In this article, DDoS gangs are analyzed based on control instruction propagation logs and threat intelligence data of a botnet. Articles with similar goal of this article include Zhu Tian’s group analysis of DDoS based on network attack accompanying behavior [5], and Application of community algorithm based on malicious code propagation log by Wang Qinqin [6], and IP Chain-Gang analysis by NSFOCUS based on DDoS logs [4, 7]. Existing DDOS gang analysis mostly focuses on the behaviors of attacking resources, searching for communities in big data. Gang analysis based on the behaviors of attacking resources has two disadvantages. The first is the detection accuracy of the attack behavior data. DDoS is always accompanied by normal user behaviors with high traffic, while some of them are very hard to be distinguished. The second is the problem of unity of data. The gang analysis based on the behavior of attacking resources usually originates from large-scale behavior similarities and community structure of attacking resources, lacking the correlation of small scale but strong evidences. Therefore, for the purpose of uncovering attack gangs, it is necessary to not only perform clustering at the behavior level, but also combine the control messages of the attack resources and related samples/domain names.

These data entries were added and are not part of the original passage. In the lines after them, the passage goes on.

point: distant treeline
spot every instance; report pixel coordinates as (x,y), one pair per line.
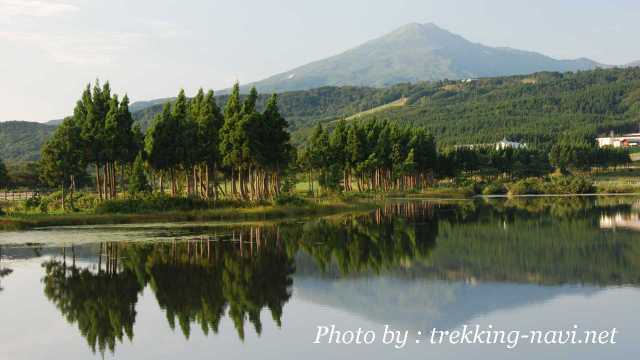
(191,137)
(382,155)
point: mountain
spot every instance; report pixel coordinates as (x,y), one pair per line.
(534,108)
(416,52)
(21,140)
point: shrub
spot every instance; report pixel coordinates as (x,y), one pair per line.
(161,202)
(494,189)
(530,186)
(32,202)
(569,185)
(289,199)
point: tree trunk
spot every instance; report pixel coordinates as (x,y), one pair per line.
(99,188)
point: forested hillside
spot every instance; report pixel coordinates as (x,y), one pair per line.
(305,108)
(21,140)
(533,108)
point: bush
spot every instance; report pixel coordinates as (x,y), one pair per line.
(530,186)
(32,202)
(289,199)
(494,189)
(161,202)
(569,185)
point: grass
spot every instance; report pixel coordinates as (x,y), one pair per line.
(264,212)
(625,180)
(398,103)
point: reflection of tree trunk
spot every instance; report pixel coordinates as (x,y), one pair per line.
(100,259)
(98,181)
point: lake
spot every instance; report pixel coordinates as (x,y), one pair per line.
(269,290)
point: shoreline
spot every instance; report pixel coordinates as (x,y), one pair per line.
(270,212)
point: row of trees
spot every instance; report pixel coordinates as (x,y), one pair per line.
(250,148)
(100,133)
(381,155)
(371,155)
(191,138)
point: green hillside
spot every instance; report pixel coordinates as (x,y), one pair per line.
(305,108)
(21,140)
(533,108)
(413,53)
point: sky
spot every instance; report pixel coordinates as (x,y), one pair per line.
(50,49)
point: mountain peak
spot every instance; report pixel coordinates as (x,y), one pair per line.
(415,52)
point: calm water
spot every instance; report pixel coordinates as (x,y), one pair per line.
(239,292)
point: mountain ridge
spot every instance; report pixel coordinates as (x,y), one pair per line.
(412,53)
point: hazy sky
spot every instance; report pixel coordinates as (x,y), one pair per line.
(50,49)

This article presents a DDoS attack group discovery framework based on complex graphs. Entities and relations are extracted from botnet control messages and threat intelligence data of a botnet, and the constructed underlying heterogeneous graph contains a DDoS behavior relationship and an intelligence association relationship. Then the control end is taken as the key entity, to set a series of meta paths, establish the similarity relationship between the control ends, and form a homomorphic graph with the control end as the node and the similarity as the relationship. Finally, the DDoS gang is calculated through the hierarchical community algorithm.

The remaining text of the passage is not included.